In the future one might want to add some local high frequency GI, finally my stuff could still serve as a fallback after 2nd or 3rd hit within a pathtracer, and after that my work would be no longer needed.
The natural way to add sharp reflections now would be to use classical RT at triangles close at the origin, at some distance fall back to my surfels because here we could solves the LOD problem as well, and at large distance fall back to the env map.
As it is now, to do so i have to maintain two BVHs, and fallback to surfels can not utilize sharing of my custom data in LDS for multiple rays within a DXR custom intersection shader.

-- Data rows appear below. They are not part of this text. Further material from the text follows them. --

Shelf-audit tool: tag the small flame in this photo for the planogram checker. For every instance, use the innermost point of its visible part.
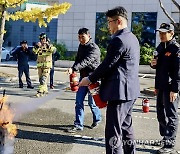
(6, 118)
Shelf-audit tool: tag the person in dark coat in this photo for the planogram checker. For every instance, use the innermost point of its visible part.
(87, 59)
(167, 85)
(119, 83)
(22, 54)
(55, 57)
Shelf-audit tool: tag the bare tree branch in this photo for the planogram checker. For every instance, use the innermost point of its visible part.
(177, 4)
(166, 13)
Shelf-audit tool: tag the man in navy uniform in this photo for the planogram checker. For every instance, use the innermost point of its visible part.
(119, 83)
(167, 85)
(22, 55)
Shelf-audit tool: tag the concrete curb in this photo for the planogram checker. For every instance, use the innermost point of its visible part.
(148, 91)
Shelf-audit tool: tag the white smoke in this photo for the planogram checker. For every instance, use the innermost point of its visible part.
(32, 104)
(8, 145)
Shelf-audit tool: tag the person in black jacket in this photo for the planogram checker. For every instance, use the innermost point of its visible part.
(22, 54)
(55, 57)
(87, 59)
(119, 83)
(167, 85)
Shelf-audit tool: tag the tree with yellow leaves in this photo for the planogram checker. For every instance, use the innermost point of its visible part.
(35, 14)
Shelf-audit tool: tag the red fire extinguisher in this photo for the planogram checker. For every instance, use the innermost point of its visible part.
(74, 81)
(145, 105)
(94, 90)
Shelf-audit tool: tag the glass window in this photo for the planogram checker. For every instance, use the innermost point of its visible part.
(143, 25)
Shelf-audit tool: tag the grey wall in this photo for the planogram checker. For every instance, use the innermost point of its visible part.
(19, 30)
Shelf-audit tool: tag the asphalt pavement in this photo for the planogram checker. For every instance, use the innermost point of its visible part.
(42, 122)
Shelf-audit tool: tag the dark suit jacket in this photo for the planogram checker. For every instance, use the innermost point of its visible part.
(119, 70)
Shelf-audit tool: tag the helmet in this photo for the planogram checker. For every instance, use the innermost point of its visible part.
(42, 35)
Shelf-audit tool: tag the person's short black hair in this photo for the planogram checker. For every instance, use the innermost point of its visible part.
(83, 31)
(23, 42)
(117, 11)
(42, 36)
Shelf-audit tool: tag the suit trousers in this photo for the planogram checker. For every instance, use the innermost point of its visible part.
(119, 131)
(25, 69)
(52, 76)
(167, 115)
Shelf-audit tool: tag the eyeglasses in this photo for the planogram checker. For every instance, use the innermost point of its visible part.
(112, 21)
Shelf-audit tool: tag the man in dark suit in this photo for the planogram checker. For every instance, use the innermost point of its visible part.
(119, 83)
(55, 57)
(167, 85)
(22, 54)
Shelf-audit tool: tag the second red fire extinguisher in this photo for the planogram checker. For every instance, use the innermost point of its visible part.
(145, 105)
(94, 90)
(74, 81)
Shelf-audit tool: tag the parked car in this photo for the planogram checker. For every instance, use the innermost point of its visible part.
(32, 56)
(5, 54)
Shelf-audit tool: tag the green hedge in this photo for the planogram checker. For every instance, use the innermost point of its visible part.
(146, 53)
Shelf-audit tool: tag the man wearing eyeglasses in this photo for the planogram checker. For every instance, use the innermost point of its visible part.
(119, 83)
(167, 85)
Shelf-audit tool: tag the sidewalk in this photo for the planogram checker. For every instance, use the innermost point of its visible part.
(61, 65)
(43, 121)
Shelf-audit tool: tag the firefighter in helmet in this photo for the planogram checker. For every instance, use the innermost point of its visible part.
(44, 50)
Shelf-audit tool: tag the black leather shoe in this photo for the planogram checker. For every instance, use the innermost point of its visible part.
(51, 87)
(30, 87)
(95, 124)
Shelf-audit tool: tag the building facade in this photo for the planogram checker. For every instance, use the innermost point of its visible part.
(90, 14)
(20, 30)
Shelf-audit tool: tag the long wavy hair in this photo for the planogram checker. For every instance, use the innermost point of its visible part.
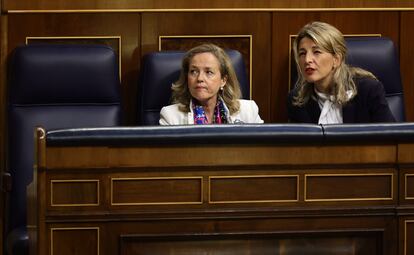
(230, 93)
(330, 40)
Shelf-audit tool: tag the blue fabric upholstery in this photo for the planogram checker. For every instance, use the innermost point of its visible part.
(291, 134)
(189, 134)
(377, 55)
(160, 70)
(372, 133)
(53, 86)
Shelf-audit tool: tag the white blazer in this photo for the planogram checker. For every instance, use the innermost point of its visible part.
(248, 113)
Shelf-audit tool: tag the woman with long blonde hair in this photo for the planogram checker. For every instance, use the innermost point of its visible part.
(328, 91)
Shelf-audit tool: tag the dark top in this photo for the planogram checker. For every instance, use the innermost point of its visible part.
(369, 105)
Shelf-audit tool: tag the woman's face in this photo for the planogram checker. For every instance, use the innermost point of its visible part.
(204, 78)
(316, 64)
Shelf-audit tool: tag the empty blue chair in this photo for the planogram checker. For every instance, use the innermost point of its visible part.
(53, 86)
(379, 56)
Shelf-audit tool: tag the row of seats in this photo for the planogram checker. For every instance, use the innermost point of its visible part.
(73, 86)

It is thus possible that a compute only solution could handle the tracing more efficiently, even in comparison to RTX (accepting the limitation of 'no custom shaders for triangle hits', which in my case of already available low res shaded textures makes sense.)

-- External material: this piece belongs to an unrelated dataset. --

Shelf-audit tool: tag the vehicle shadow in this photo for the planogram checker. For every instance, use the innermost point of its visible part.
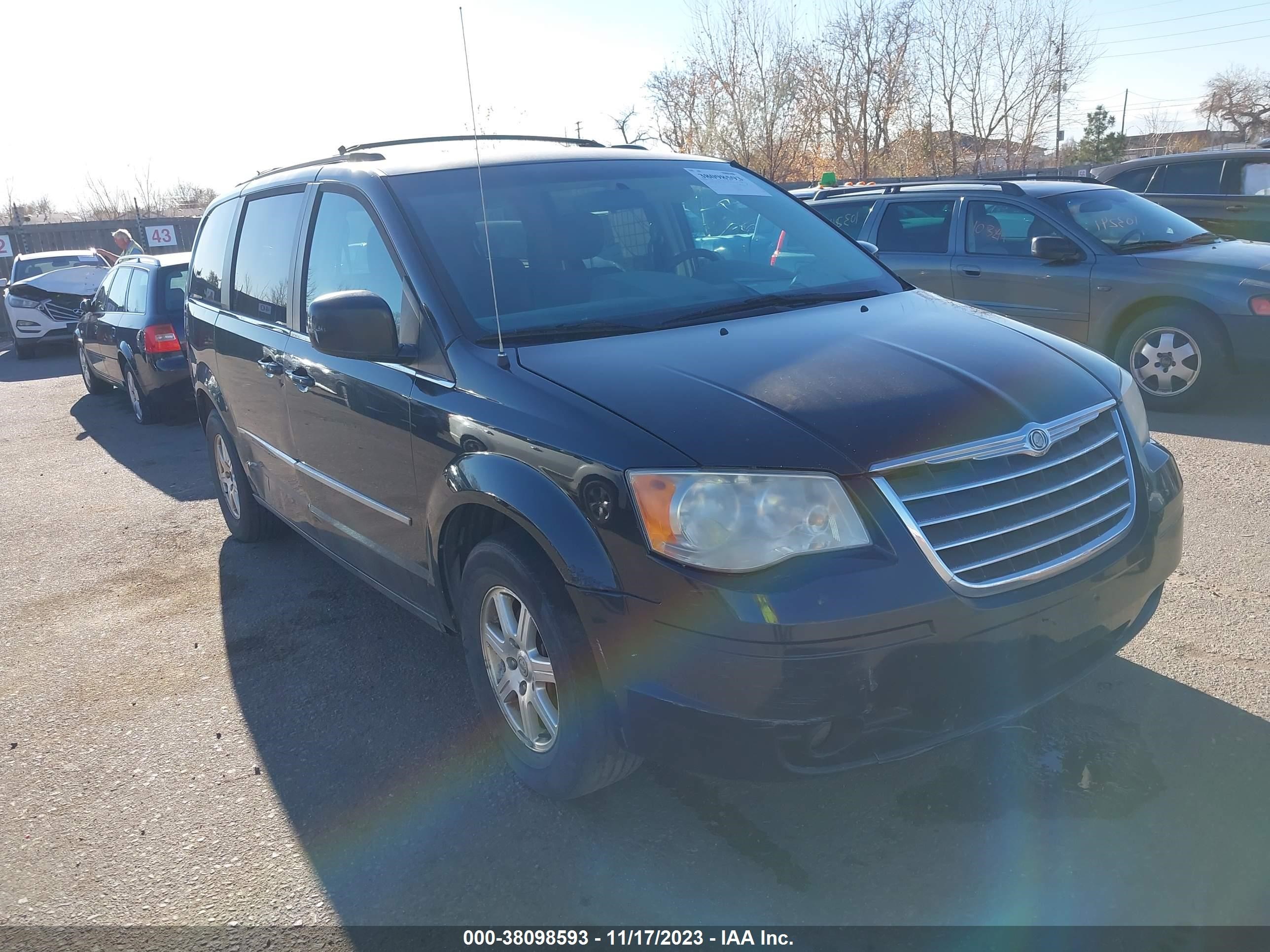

But likely i wont try this. Because competing a hardware solution sounds just dump. So, (after swallowing my anger
) i will just use RTX as you intend, and i will discontinue my 'research' in this direction.

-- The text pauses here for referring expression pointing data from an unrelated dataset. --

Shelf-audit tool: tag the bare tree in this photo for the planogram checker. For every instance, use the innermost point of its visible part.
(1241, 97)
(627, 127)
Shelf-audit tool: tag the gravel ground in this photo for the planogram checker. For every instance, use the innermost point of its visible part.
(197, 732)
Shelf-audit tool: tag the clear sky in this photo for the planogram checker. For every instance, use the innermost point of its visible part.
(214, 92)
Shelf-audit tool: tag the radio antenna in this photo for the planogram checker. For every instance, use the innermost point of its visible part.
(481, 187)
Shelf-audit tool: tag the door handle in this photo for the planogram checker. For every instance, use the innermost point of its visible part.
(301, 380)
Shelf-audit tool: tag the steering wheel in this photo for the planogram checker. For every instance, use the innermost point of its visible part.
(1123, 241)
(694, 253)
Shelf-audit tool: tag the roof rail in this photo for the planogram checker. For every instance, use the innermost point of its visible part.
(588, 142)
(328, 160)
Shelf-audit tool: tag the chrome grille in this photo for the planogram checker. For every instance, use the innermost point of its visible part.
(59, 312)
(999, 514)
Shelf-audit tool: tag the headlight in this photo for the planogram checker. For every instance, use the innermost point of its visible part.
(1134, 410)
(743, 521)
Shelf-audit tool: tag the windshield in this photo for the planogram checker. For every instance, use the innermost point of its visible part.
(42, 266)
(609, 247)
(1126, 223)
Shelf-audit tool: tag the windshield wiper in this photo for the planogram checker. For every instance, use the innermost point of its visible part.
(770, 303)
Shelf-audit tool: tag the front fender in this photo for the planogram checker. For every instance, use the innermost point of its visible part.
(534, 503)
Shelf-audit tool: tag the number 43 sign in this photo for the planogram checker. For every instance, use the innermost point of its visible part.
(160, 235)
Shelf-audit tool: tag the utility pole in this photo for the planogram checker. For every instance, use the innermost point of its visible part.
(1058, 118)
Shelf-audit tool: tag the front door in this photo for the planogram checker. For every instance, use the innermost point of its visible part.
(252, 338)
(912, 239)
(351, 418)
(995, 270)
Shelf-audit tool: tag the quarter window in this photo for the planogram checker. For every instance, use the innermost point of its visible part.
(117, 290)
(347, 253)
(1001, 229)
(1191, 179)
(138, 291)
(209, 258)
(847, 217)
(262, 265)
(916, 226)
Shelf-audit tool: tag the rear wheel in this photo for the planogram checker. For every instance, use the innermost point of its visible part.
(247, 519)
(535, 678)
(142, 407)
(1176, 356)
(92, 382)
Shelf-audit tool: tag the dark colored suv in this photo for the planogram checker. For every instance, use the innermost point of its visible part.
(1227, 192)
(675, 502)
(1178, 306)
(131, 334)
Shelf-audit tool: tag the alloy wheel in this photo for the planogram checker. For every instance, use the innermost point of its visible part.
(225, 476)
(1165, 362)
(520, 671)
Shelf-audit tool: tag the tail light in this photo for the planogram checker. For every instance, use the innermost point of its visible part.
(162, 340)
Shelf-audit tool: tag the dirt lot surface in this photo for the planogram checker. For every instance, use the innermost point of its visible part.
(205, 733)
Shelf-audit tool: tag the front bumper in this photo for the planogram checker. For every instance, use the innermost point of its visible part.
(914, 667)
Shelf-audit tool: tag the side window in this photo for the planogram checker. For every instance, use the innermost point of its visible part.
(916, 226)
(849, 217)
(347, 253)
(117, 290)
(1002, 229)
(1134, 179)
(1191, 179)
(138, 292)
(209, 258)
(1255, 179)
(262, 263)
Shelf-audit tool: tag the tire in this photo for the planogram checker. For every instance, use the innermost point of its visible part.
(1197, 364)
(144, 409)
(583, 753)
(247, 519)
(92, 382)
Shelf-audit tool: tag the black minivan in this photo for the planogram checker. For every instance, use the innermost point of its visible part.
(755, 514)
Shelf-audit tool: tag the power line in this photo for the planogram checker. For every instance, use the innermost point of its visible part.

In contrast, assuming there would be no RT cores i had to utilize, experimenting with all this would still make sense and i might end up with a solution that is more efficient.
Now seeing RT cores struggle a bit to deliver, i'm frustrated and all that RTX thing appears wrong to me again... it's an emotional issue.
I feel guilty and sorry for the noise. But because game developers make smaller steps while making games, i also feel the need to bring up such topics right now, assuming i would be indeed ahead with GI. (Not sure yet - my need for seamless global parametrization is a big downside - making automated tool is hard, only after that i can test my stuff on real game geometry.)
So i hope the above example makes sense to you. Getting heard is all i want.
But now to another point, and i think this one is more important, not only for me:
We finally need a way GPUs can generate their own work! Please bring this to game APIs. I'm fine with vendor extensions.
Stacking up large brute force workloads as it is common in games does not work for everything.
My command buffers are full of indirect dispatches and barriers that do zero work at runtime and cost sums up.
Async compute can compensate, but the sync between multiple queues is too expensive to make it a win for small planning workloads. (On GCN, never tried on any NV)
Launching compute shaders from compute shaders is what we need.
So whatever you have, please expose it. VK device generated command buffers are nice, but no barriers so it's useless for me.
Seeing one additional shader stage introduced every year but no progress here really is frustrating. (Or did i miss something? I did no GPU work during last year.)
Why do you keep repeating this?
DX8,9,10 are different pipelines.
DX RT has DX12 binding model and it's the first time GPGPU controls work creation, data expansion, work scheduling / distribution / termination, etc for fixed function units.
I repeat myself because i never know if people understand what i mean. I'm new here and don't know anyone or what they do, and i'm no hardware expert or enthusiast either.
What i want is this functionality exposed to compute shaders in Vulkan - i would change to DX12 as well to get it. But CUDA is no option, and OpenCL 2.0 neither.
RTX shows there is really fine grained work sheduling under the hood, but i need this to be available in compute.